Berdasarkan data Bursa Efek Indonesia (BEI), IHSG ditutup menguat sebesar 0,91% ke level 8.124,76 pada Kamis (16/10/2025). IHSG berada di level terendah 8.030,78 dan mencatatkan level tertinggi sepanjang perdagangan kemarin di level 8.148,05.
Tim Analis BRI Danareksa Sekuritas menyampaikan penguatan IHSG kemarin dibarengi oleh net foreign sell Rp587,19 miliar. Pada hari ini, IHSG diproyeksi bergerak di rentang support 8.000 dan resistance 8.200
“Secara teknikal, indeks masih bertahan di atas level psikologis 8.000 dengan potensi penguatan menuju resistance 8.200–8.270,” paparnya dalam riset, Jumat (17/10/2025).
BRI Danareksa Sekuritas menilai sektor CPO berpotensi menarik seiring dengan implementasi mandatori B50, emas mendapat dukungan dari harga global yang mencetak all-time high.
“Sektor consumer berpotensi diuntungkan oleh rotasi sektor dan ekspektasi penurunan PPN. Investor juga akan mencermati rilis data FDI Indonesia sebagai katalis berikutnya.”
Pada hari ini, BRI Danareksa Sekuritas merekomendasikan investor mencermati saham DSNG, BWPT, dan KEEN dengan rekomendasi beli.
Dalam riset terpisah, Tim Analis MNC Sekuritas menyampaikan IHSG diperkirakan saat ini masih berada di awalan dari wave (2) dari wave [3] pada label hitam, sehingga IHSG masih rawan melanjutkan koreksinya paling tidak menguji 7.720-7.937 kembali sekaligus menutup area gap yang ada.
“Cermati adanya potensi lanjutan penguatan untuk menguji 8.154–8.200,” tulisnya.
Pada perdagangan hari ini, IHSG diestimasi bergerak di rentang support 8,051 dan 7,913, serta resistance 8,169 dan 8,250.

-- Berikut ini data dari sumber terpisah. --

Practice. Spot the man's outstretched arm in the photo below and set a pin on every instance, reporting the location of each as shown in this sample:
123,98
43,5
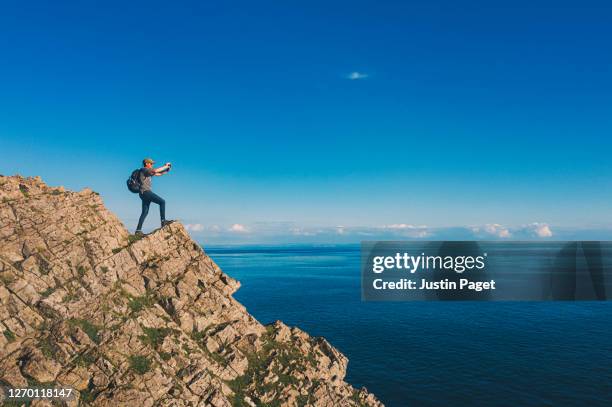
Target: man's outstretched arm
161,170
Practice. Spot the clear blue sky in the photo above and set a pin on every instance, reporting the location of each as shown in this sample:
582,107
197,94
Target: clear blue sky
294,118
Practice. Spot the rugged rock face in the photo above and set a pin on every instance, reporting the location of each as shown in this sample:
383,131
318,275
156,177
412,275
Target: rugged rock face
140,322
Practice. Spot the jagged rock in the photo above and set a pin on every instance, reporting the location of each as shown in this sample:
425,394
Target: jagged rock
140,322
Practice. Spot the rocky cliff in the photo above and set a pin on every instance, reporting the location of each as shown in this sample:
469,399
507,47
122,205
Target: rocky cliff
148,322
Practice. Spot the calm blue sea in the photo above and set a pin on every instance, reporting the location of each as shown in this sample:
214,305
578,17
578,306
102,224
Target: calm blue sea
431,353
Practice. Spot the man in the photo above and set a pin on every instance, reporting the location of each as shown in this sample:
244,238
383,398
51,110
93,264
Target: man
147,196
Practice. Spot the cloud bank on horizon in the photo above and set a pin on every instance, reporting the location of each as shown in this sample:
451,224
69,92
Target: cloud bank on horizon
356,76
289,232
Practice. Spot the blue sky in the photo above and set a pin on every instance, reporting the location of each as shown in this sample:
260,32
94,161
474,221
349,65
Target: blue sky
320,121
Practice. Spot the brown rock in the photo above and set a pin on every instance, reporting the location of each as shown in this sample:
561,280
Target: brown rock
140,323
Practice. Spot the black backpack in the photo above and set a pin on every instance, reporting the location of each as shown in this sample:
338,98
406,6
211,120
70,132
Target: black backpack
134,181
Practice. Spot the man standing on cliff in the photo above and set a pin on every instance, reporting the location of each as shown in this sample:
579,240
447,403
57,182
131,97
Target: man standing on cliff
147,196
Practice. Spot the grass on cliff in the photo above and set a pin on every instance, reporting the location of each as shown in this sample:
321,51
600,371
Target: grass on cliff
9,335
253,381
89,328
140,364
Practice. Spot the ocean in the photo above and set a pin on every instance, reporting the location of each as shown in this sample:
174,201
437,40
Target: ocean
430,353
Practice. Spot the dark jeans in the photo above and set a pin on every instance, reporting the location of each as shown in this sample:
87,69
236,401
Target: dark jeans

MNC Sekuritas merekomendasikan buy on weakness saham BRIS, BUMI, dan PANI, serta sepeculative buy untuk saham INKP.
Berikut Rekomendasi Saham Teknikal MNC Sekuritas Hari Ini:
BRIS - Buy on Weakness
BRIS menguat 0,80% ke 2,520 dan disertai dengan munculnya volume pembelian. Kami perkirakan, posisi BRIS sedang berada di akhir wave (ii) dari wave [iii].
Buy on Weakness: 2,480-2,500; Target Price: 2,600, 2,640; Stoploss: below 2,430
BUMI - Buy on Weakness
BUMI terkoreksi ke 136 dan masih didominasi oleh tekanan jual. Kami perkirakan, posisi BUMI saat ini sedang berada pada bagian dari wave (iv).
Buy on Weakness: 130-134; Target Price: 146, 155; Stoploss: below 127
INKP - Spec Buy
INKP terkoreksi 0,67% ke 7,400 dan disertai dengan munculnya tekanan jual. Selama masih mampu berada di atas 7,200 sebagai stoplossnya, maka INKP saat ini sedang berada di awal wave [v].
Buy on Weakness: 7,275-7,375; Target Price: 7,800, 8,175; Stoploss: below 7,200
PANI - Buy on Weakness
PANI menguat 0,53% ke 14,150 dan disertai dengan munculnya volume pembelian, penutupannya pun mampu berada di atas MA20. Kami perkirakan, posisi PANI sedang berada di awal wave [c] dari wave B.
Buy on Weakness: 13,900-14,100; Target Price: 14,775, 15,150; Stoploss: below 13,825
---
Disclaimer: berita ini tidak bertujuan mengajak membeli atau menjual saham. Keputusan investasi sepenuhnya ada di tangan pembaca. Bisnis.com tidak bertanggung jawab terhadap segala kerugian maupun keuntungan yang timbul dari keputusan investasi pembaca.